Though the Church claims that the bulls were “manipulated for political purposes by competing colonial powers in order to justify immoral acts against indigenous peoples that were carried out, at times, without opposition from ecclesiastical authorities,” the Vatican is wrong to depict itself as being so passive. The bulls empowered Portugal and Spain to further the Church’s Christianizing policy by forcibly acquiring the lands of Indigenous peoples and subjecting them to the control of the Catholic monarchs of these countries.

The 1455 bull Romanus Pontifex, which relates to West Africa, is one document mentioned in the statement. In that bull, Pope Nicholas V asserted that, as successor of St. Peter and vicar of Christ, he had a responsibility to Christianize the world.
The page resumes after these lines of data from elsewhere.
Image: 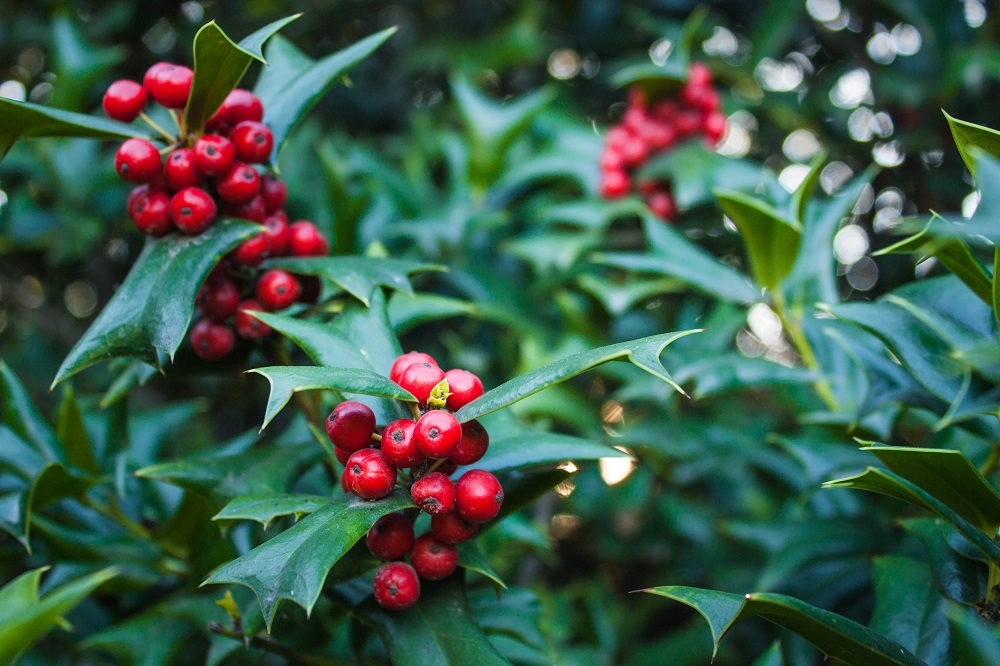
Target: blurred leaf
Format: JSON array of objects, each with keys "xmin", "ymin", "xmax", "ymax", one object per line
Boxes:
[
  {"xmin": 642, "ymin": 586, "xmax": 926, "ymax": 666},
  {"xmin": 203, "ymin": 490, "xmax": 412, "ymax": 632}
]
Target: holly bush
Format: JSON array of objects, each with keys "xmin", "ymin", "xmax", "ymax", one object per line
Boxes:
[{"xmin": 0, "ymin": 0, "xmax": 1000, "ymax": 665}]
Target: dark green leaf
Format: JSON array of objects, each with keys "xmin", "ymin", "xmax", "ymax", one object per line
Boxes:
[
  {"xmin": 455, "ymin": 331, "xmax": 698, "ymax": 423},
  {"xmin": 642, "ymin": 586, "xmax": 926, "ymax": 666},
  {"xmin": 203, "ymin": 490, "xmax": 412, "ymax": 631}
]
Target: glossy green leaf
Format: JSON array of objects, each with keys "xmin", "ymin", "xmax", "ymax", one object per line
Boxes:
[
  {"xmin": 455, "ymin": 330, "xmax": 698, "ymax": 423},
  {"xmin": 203, "ymin": 490, "xmax": 412, "ymax": 631},
  {"xmin": 267, "ymin": 256, "xmax": 444, "ymax": 305},
  {"xmin": 184, "ymin": 14, "xmax": 301, "ymax": 132},
  {"xmin": 0, "ymin": 567, "xmax": 118, "ymax": 664},
  {"xmin": 249, "ymin": 366, "xmax": 417, "ymax": 430},
  {"xmin": 212, "ymin": 494, "xmax": 330, "ymax": 529},
  {"xmin": 255, "ymin": 28, "xmax": 396, "ymax": 159},
  {"xmin": 52, "ymin": 220, "xmax": 260, "ymax": 386},
  {"xmin": 642, "ymin": 586, "xmax": 926, "ymax": 666},
  {"xmin": 715, "ymin": 190, "xmax": 802, "ymax": 291},
  {"xmin": 823, "ymin": 467, "xmax": 1000, "ymax": 566},
  {"xmin": 359, "ymin": 575, "xmax": 510, "ymax": 666}
]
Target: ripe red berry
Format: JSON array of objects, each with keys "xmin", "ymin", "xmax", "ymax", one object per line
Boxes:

Toward this end, he authorized King Alphonso V of Portugal “to invade, search out, capture, vanquish, and subdue all Saracens and pagans whatsoever, and other enemies of Christ wheresoever placed,” seize their property, and “reduce their persons to perpetual slavery.”

The 1493 bull Inter Caetera, authorizing Spain’s colonization of the Americas, starts by asserting that the highest-ranking work of the pope is that “the Christian religion be exalted and be everywhere increased and spread, that the health of souls be cared for and that barbarous nations be overthrown and brought to the faith itself.” After praising King Ferdinand and Queen Isabella for recovering “Granada from the yoke of the Saracens” and for discovering lands previously unknown to Europeans, Pope Alexander VI’s decree purports to grant the Catholic monarchs “all rights, jurisdictions, and appurtenances, all islands and mainlands found and to be found, discovered and to be discovered,” west of a line in the Atlantic Ocean from pole to pole 100 leagues west of the Azores and Cape Verde Islands. The stated purpose of this grant is religious – namely, to spread the Christian faith and convert the inhabitants of these distant lands.

Colonization was not an accidental distortion of Church doctrine but an official policy. But I guess when you pretend to be infallible, it’s hard to repent.